US 12,143,407 B2
Anomaly and ransomware detection
Oscar Annen, San Jose, CA (US); Di Wu, Newark, CA (US); and Ajay Saini, Mountain View, CA (US)
Assigned to Rubrik, Inc., Palo Alto, CA (US)
Filed by Rubrik, Inc., Palo Alto, CA (US)
Filed on Aug. 7, 2019, as Appl. No. 16/534,479.
Prior Publication US 2021/0044604 A1, Feb. 11, 2021
Int. Cl. H04L 29/06 (2006.01); G06F 11/14 (2006.01); G06N 20/00 (2019.01); H04L 9/40 (2022.01)

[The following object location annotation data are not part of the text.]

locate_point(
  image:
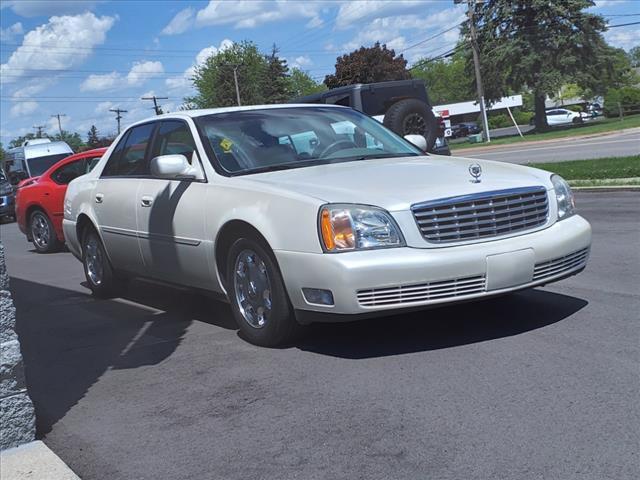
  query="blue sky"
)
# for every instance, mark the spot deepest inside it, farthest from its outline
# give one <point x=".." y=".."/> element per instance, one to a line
<point x="81" y="58"/>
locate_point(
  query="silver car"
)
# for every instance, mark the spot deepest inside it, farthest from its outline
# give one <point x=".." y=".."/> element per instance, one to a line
<point x="303" y="213"/>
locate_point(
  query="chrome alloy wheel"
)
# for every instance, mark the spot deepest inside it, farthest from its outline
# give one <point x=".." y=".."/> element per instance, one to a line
<point x="40" y="231"/>
<point x="252" y="288"/>
<point x="94" y="262"/>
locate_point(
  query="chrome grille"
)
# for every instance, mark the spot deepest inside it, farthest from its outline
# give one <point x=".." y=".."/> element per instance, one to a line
<point x="483" y="215"/>
<point x="561" y="265"/>
<point x="404" y="294"/>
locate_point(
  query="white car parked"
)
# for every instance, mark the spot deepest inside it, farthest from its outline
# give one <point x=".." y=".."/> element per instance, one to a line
<point x="302" y="213"/>
<point x="561" y="116"/>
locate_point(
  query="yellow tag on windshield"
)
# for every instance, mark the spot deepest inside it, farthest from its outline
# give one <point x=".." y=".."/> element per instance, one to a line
<point x="226" y="145"/>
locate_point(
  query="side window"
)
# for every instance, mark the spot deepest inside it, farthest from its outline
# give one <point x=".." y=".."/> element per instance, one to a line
<point x="128" y="158"/>
<point x="174" y="137"/>
<point x="68" y="172"/>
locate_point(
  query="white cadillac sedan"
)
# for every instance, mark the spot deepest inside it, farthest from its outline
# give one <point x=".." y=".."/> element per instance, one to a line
<point x="303" y="213"/>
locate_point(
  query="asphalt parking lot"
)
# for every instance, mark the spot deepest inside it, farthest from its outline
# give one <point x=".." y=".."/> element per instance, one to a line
<point x="539" y="384"/>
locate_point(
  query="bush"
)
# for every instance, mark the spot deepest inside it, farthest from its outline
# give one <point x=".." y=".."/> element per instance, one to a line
<point x="499" y="120"/>
<point x="627" y="97"/>
<point x="522" y="118"/>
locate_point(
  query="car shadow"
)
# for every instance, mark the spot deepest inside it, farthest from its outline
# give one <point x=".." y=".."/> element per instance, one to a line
<point x="444" y="327"/>
<point x="69" y="339"/>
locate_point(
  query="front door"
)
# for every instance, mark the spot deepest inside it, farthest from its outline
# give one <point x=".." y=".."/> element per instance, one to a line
<point x="171" y="218"/>
<point x="115" y="198"/>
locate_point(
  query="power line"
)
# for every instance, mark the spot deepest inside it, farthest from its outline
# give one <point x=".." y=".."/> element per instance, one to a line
<point x="623" y="25"/>
<point x="118" y="111"/>
<point x="58" y="115"/>
<point x="39" y="129"/>
<point x="155" y="99"/>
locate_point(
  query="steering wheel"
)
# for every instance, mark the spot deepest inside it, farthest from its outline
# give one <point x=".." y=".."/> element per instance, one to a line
<point x="335" y="146"/>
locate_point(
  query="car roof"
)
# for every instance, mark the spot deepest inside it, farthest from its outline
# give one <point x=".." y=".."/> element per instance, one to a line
<point x="213" y="111"/>
<point x="74" y="157"/>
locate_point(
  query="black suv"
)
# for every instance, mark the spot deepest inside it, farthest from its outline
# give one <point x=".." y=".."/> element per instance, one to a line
<point x="403" y="106"/>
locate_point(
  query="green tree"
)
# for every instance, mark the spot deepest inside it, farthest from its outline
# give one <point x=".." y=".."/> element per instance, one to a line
<point x="72" y="139"/>
<point x="540" y="45"/>
<point x="368" y="65"/>
<point x="445" y="79"/>
<point x="634" y="56"/>
<point x="275" y="84"/>
<point x="301" y="84"/>
<point x="215" y="83"/>
<point x="92" y="137"/>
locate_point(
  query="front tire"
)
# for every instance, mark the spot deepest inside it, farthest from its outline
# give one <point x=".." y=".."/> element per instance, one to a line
<point x="257" y="295"/>
<point x="97" y="268"/>
<point x="43" y="234"/>
<point x="412" y="117"/>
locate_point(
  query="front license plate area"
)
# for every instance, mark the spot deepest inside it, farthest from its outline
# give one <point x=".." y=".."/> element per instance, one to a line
<point x="510" y="269"/>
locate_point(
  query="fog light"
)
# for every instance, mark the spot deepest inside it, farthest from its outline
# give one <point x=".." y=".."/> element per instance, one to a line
<point x="318" y="296"/>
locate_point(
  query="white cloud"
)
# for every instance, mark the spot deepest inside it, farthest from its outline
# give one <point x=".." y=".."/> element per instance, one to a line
<point x="184" y="84"/>
<point x="24" y="108"/>
<point x="100" y="82"/>
<point x="626" y="38"/>
<point x="140" y="72"/>
<point x="180" y="23"/>
<point x="608" y="3"/>
<point x="251" y="13"/>
<point x="301" y="62"/>
<point x="143" y="71"/>
<point x="59" y="35"/>
<point x="9" y="33"/>
<point x="35" y="8"/>
<point x="360" y="10"/>
<point x="393" y="30"/>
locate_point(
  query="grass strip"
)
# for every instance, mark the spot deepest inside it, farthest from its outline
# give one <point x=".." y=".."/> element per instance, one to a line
<point x="598" y="126"/>
<point x="607" y="168"/>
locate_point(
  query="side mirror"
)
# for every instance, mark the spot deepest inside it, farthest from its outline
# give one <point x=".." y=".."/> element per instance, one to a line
<point x="417" y="140"/>
<point x="172" y="167"/>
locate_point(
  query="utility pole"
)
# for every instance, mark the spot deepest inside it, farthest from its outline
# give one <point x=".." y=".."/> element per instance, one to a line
<point x="118" y="111"/>
<point x="235" y="79"/>
<point x="155" y="99"/>
<point x="58" y="115"/>
<point x="39" y="128"/>
<point x="471" y="6"/>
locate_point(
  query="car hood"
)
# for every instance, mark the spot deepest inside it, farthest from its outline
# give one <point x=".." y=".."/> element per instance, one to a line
<point x="397" y="183"/>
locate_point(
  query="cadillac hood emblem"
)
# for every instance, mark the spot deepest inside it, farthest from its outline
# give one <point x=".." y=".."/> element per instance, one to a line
<point x="475" y="170"/>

CPC H04L 63/1425 (2013.01) [G06F 11/1464 (2013.01); G06N 20/00 (2019.01); H04L 63/1416 (2013.01); H04L 63/1466 (2013.01); G06F 2201/84 (2013.01)] 18 Claims
OG exemplary drawing
 
1. A system, comprising:
a storage device configured to store one or more snapshots of a primary machine; and
one or more processors in communication with the storage device and a production system, the one or more processors configured to perform anomaly and ransomware detection operations, comprising:
taking a first snapshot and a second snapshot of the primary machine and storing the first snapshot and the second snapshot in the storage device;
generating a first differential filesystem metadata (diff FMD) file by sampling from a first set of metadata files of a first seed dataset that simulates normal operation of the primary machine, and a second diff FMD file by sampling from a second set of metadata files of a second seed dataset that simulates a ransomware infection, the first diff FMD file and the second diff FMD file being indicative of one or more changes of at least one file of the primary machine occurring between the first snapshot and the second snapshot, the one or more changes of the at least one file being represented by respective changes in snapshot-based filesystem metadata of the first diff FMD file and the second diff FMD file;
generating snapshot-based training data by merging the first diff FMD file and the second diff FMD file, wherein the merging of the first diff FMD file and the second diff FMD file simulates ransomware activity for live production data using the snapshot-based filesystem metadata, and wherein the simulated ransomware activity is based on the one or more changes in the snapshot-based filesystem metadata of the first diff FMD file and the second diff FMD file and based on the one or more changes of the at least one file of the primary machine occurring between the first snapshot and the second snapshot;
training one or more machine-learning models using the snapshot-based training data; and
generating an anomaly prediction by inputting a third diff FMD file from a third snapshot into a first machine-learning model of the one or more machine-learning models trained using the snapshot-based training data and an encryption prediction by inputting a result of the anomaly prediction of the first machine-learning model into a second machine-learning model of the one or more machine-learning models to determine whether the anomaly prediction is a ransomware encryption anomaly.